Taishō Cherry Orchard
Having fallen in with a bad crowd, I am reading a 1923 edition of Вишнёвый сад (The Cherry Orchard), with translation by Jenny Covan and romanization by the Council for Period Detail: Tchekhoff, Liuboff, Firce. It's so old that the "Passer-by" (Прохожий) of Act II is "A Tramp". It's so old that the introduction (by editor Oliver M. Sayler) ends like this:
Nor is it remarkable that the Moscow Art Theatre holds "The Cherry Orchard" almost as holy ground. With this play it bade goodbye to a fellow-craftsman with whom its destiny was strangely intertwined. Its various rôles have been guarded jealously by the actors who first embodied them. And so to-day [!] nearly two decades after, Stanislavsky still plays Gaieff; Mme. Knipper, the playwright's widow, Mme. Ranevskaya; Leonidiff, Lopakhin; Moskvin, the blundering clerk Yepikhodoff; Gribunin, the garrulous landowner Semyonoff-Pishchik; and Alexandroff, the footman Yasha.

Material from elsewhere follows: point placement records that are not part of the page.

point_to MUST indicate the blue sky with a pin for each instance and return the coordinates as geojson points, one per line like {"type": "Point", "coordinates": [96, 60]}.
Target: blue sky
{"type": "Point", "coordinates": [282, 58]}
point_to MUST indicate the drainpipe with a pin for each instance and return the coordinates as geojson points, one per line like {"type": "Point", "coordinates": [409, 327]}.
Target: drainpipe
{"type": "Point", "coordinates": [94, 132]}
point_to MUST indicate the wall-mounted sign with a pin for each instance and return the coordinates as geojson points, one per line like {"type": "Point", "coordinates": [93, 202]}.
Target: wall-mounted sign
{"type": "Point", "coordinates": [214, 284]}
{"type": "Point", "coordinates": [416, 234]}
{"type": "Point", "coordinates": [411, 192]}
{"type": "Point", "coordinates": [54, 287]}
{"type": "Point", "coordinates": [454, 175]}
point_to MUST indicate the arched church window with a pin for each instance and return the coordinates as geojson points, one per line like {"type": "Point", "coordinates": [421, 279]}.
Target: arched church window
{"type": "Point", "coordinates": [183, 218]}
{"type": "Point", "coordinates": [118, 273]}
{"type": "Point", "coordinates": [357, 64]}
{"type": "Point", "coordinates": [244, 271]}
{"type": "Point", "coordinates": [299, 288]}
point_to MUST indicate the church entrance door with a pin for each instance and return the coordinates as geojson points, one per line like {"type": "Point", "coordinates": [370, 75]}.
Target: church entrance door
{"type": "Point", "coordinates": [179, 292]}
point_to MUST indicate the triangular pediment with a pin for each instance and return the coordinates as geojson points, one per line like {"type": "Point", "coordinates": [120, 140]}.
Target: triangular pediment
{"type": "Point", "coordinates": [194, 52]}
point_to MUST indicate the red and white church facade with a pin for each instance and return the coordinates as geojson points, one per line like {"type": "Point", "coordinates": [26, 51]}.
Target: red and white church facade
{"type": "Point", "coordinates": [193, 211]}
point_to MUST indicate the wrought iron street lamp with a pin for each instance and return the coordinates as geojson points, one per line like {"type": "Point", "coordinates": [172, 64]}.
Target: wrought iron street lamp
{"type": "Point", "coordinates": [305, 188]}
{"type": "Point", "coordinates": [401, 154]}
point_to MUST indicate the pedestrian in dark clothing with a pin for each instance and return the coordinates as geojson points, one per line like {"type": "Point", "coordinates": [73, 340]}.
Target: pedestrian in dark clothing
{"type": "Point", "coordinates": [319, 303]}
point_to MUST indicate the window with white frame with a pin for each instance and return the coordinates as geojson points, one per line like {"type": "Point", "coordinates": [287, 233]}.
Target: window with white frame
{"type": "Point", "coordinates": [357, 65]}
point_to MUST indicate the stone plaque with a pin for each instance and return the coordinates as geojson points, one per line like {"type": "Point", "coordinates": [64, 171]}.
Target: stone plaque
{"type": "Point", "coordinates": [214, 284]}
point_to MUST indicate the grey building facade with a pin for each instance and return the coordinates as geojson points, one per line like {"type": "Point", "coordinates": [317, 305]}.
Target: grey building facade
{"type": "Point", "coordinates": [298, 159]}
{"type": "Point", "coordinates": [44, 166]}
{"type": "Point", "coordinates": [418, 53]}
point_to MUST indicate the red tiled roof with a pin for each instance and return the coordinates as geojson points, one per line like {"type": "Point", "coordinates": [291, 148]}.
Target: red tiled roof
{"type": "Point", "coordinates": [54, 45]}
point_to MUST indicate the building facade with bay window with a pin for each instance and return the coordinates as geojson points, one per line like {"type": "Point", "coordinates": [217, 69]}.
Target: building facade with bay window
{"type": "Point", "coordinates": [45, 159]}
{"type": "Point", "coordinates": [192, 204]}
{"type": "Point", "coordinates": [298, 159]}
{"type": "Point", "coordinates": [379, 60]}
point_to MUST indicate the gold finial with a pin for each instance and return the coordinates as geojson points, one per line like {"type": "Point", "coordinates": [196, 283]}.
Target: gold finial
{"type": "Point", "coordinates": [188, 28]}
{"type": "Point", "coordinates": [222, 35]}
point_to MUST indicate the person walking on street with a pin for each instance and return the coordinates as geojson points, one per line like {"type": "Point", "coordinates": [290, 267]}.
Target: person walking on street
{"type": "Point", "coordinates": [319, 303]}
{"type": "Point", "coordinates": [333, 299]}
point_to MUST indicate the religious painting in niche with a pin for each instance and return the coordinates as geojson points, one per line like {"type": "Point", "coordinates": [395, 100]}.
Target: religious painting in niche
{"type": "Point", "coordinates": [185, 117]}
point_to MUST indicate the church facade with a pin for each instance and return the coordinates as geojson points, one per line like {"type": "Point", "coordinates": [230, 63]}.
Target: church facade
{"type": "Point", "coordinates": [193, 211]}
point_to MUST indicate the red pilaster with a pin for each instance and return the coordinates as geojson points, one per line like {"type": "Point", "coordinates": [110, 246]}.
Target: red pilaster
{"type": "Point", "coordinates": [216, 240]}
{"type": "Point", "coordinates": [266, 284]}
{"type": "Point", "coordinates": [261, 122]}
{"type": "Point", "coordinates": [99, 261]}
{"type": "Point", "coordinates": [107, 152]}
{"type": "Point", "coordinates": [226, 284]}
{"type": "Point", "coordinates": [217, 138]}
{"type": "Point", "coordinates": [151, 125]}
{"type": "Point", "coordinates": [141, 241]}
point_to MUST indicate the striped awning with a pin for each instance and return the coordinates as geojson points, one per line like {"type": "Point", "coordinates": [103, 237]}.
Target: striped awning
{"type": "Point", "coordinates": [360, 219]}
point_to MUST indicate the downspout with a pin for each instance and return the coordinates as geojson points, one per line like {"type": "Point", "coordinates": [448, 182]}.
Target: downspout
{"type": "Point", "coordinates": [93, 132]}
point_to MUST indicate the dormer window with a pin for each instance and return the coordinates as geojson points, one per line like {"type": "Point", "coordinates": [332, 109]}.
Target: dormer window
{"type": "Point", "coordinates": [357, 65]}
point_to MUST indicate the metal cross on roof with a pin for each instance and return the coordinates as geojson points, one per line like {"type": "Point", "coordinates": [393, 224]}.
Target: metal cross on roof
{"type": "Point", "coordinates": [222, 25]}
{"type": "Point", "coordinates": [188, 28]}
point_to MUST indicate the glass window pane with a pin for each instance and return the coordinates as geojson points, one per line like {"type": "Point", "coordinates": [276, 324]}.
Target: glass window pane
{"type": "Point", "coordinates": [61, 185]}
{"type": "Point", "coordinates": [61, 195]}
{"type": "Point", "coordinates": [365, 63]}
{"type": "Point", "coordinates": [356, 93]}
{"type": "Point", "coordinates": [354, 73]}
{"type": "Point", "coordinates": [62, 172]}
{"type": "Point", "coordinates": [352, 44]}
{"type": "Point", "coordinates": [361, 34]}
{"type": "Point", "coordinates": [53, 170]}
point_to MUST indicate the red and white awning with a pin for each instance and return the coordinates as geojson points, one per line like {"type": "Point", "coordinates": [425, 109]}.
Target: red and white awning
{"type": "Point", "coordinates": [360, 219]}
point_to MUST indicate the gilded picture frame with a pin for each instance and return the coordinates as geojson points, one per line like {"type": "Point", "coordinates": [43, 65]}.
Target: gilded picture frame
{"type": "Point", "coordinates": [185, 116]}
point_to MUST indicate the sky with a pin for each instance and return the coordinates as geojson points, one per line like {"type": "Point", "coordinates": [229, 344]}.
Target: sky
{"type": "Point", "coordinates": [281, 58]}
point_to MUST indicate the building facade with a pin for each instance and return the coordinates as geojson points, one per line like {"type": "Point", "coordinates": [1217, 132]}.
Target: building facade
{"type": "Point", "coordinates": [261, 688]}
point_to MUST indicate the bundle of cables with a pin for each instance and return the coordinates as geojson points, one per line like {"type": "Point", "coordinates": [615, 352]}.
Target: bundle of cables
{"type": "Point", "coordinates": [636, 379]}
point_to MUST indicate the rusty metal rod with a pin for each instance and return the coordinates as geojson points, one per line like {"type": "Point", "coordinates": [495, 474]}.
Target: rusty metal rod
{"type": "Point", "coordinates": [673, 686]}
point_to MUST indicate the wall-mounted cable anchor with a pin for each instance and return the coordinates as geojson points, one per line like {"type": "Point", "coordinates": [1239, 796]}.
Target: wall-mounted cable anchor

(I think that's the right Gribunin... but who was Alexandroff?)
I wasn't sure whether to blame the awkwardness of Yasha calling Dunyasha a "small cucumber" instead of a "little cucumber" on the age of the translation, but then I found another translation of a Russian work which seems to date from 1898 and which does it the expected way:
'O my lieutenant!
My little cucumber!
My little love!
Dance with me, my little dove!'
Best of all, it has margin notes in the old orthography!
インド人の用ふる香料, "Perfume used by Indians", but written using 用ふる mochifuru, attributive form of mochifu ( = modern mochiiru, "use").
Elsewhere, "frivolous" is glossed as fuwafuwa [shita], spelt ふはふは (fuhafuha). Heron is 蒼鷺, with the furigana awosagi. Intellectually you know that people used to write this way—that it was the standard spelling of Japanese—but it's a thrill to see it scrawled in the margin.
And there are some vocabulary differences too. "Cockroach" is glossed as aburamushi, but nowadays most people would say gokiburi (or maybe that's just a Tokyo thing?). "Between you and me and the gatepost" is koko-kiri no hanashi, an extinct ancestor of koko dake no hanashi ("a conversation only for here [not to be repeated elsewhere]").
Also, the Moscow Art Theatre really knew how to stage a play. Check out this photograph of Act III:
It's like a clown car in there.
Peter Maydell:
>most people would say gokuburi
Typo for gokiburi, or actually a Tokyo thing?